Embaixador alemão em Havana entre 2001 e 2005, Bernd Wulffen relembra encontros com líder cubano, descrevendo-o como simpático e expansivo, porém duro com adversários. "Fidel raramente dava espaço a opiniões diferentes."
Anúncio
Fidel Castro, um gigante do século passado, não existe mais. Para Cuba, sua revolução significou a restauração da soberania e da dignidade nacional. A saúde e a educação em Cuba se tornaram modelo para muitos países do Terceiro Mundo. Para o Ocidente, a violação dos direitos humanos sob Fidel era um constante ponto de crítica.
Como embaixador em Havana, encontrei Fidel várias vezes. Ele era, geralmente, simpático, expansivo e galante com as mulheres. Isto contrastava com a dureza com que tratava seus adversários, especialmente a oposição em seu próprio país.
Fidel não era um homem de diálogo. Só raramente dava chance a opiniões diferentes. Quando certa vez o ex-presidente do Bundestag (Parlamento alemão) Wolfgang Thierse o interrompeu durante uma reunião em Havana – Fidel havia feito ataques afiados contra seu "inimigo favorito", os EUA – temíamos um escândalo. Mas, também aqui, Fidel provou ser "hidalgo" e um bom anfitrião, deixando seu convidado falar. Thierse quis desviar o assunto para a Europa e a Alemanha. Fidel fez algumas observações sobre Karl Marx e outros grandes pensadores alemães e europeus para, novamente, criticar os Estados Unidos. Até o fim, o país representava para ele o inimigo a ser enfrentado.
Vinho alemão
Em outra ocasião, desta vez em minha residência no distrito de Cubanacán, ofereci ao "máximo líder" uma taça de vinho alemão. Eu sabia que Fidel gostava de vinhos e também os colecionava. Mas o vinho não chegava. Os outros convidados e, especialmente, eu, ficamos inquietos. Com algum atraso, chegou a requintada bebida de Rheingau. O que havia acontecido? A segurança cubana mandara voltar as garrafas já abertas e solicitara novas garrafas fechadas. Isso causou o atraso. Devido às numerosas tentativas de atentados contra Fidel, essa era uma medida de segurança rotineira.

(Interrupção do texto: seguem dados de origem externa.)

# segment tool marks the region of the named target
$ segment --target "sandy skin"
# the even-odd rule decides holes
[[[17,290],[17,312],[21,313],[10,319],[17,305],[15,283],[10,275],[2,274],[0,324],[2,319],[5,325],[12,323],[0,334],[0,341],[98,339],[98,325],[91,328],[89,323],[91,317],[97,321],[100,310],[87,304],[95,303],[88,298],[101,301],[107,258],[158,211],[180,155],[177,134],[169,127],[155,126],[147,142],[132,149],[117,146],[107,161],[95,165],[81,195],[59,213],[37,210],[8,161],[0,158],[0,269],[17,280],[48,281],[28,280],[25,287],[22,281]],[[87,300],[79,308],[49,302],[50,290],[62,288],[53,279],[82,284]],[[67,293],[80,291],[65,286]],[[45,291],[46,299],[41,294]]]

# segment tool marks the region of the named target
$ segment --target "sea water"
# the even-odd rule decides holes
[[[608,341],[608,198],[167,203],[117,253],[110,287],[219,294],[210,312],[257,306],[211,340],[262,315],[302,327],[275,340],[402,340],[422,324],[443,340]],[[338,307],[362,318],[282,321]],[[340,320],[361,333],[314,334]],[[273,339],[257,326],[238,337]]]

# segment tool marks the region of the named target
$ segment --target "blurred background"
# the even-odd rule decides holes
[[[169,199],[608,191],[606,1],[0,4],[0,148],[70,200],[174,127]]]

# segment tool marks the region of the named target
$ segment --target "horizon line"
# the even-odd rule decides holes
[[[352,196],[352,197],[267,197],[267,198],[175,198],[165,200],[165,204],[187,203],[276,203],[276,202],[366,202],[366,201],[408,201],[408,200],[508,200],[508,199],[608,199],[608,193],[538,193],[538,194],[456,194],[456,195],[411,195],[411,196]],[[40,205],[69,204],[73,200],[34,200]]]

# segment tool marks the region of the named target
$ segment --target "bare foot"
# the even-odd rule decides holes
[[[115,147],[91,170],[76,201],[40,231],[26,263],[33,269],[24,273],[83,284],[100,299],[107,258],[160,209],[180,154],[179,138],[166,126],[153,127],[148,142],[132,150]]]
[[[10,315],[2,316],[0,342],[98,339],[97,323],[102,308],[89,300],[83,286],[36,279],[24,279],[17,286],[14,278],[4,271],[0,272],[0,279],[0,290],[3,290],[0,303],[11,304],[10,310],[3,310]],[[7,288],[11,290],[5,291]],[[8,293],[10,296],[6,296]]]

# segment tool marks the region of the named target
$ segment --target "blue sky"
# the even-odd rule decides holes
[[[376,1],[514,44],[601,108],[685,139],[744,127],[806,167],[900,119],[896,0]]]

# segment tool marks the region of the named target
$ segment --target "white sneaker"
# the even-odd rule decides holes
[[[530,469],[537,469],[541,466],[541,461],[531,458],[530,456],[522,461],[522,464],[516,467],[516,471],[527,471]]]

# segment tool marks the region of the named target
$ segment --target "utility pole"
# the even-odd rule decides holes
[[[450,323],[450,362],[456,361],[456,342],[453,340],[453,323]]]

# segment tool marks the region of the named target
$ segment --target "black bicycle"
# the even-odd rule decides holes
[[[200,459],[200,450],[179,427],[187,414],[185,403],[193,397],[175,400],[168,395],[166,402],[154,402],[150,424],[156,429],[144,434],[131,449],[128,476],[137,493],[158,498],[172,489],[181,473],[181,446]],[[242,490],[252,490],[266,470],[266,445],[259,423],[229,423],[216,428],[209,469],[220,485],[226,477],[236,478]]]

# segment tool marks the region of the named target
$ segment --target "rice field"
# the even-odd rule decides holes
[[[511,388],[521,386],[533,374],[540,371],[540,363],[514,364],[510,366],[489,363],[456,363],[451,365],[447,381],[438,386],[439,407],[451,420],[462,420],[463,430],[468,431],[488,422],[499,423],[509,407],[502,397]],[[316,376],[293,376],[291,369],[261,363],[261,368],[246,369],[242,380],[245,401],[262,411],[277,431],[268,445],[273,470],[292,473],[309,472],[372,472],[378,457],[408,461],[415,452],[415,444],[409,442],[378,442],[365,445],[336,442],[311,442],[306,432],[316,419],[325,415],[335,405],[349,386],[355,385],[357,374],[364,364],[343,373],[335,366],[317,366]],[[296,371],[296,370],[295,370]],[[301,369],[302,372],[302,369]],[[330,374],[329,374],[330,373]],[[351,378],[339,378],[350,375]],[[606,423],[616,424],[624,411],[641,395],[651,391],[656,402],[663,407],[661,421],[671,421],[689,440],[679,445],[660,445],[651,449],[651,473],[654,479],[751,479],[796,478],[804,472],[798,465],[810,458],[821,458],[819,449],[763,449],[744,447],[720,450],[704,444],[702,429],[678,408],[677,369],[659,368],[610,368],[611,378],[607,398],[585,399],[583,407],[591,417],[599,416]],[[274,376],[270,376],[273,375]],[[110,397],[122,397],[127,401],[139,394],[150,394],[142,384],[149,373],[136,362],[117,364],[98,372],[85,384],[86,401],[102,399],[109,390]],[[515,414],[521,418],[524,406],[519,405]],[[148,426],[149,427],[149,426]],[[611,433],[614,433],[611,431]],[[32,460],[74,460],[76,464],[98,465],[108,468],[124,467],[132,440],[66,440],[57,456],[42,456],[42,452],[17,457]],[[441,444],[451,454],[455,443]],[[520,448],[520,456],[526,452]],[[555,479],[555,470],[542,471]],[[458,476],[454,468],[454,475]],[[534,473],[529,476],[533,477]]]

Para mim, como embaixador, poderia ter se tornado desagradável o convite para Fidel feito pelo Festival de Cinema de Berlim de 2003, sem conhecimento do governo alemão. Naquela ocasião, o filme de Oliver Stone Comandante, a história da vida de Fidel, estrearia em Berlim. Eu soube disso quando autoridades cubanas pediram a concessão de vistos de cortesia ao presidente e à sua comitiva. Berlim me instruiu a fazer todo o possível para evitar a viagem (a Alemanha havia irritado severamente o presidente Bush ao rejeitar um envolvimento militar no Iraque contra Saddam Hussein). Não queríamos irritar ainda mais os Estados Unidos com uma visita de Fidel na Alemanha. O que eu deveria fazer?
Convite embaraçoso
O então ministro do Exterior, Pérez Roque, me disse para falar com Fidel pessoalmente. Tentei e consegui. Como era frequentemente o caso, a conversa ocorreu em torno da meia-noite. Os rostos petrificados da comitiva de Fidel não me diziam nada de bom. Então, veio o "chefe". Ele parecia bem descansado, me cumprimentou cordialmente, perguntou sobre a minha família. Então, ele colocou a mão no meu antebraço e disse: "Embaixador, não se preocupe, não vou a viajar a Berlim". Então, ele me disse que não queria causar mais problemas ao chanceler Schröder, que ele admirava por sua postura na Guerra do Iraque.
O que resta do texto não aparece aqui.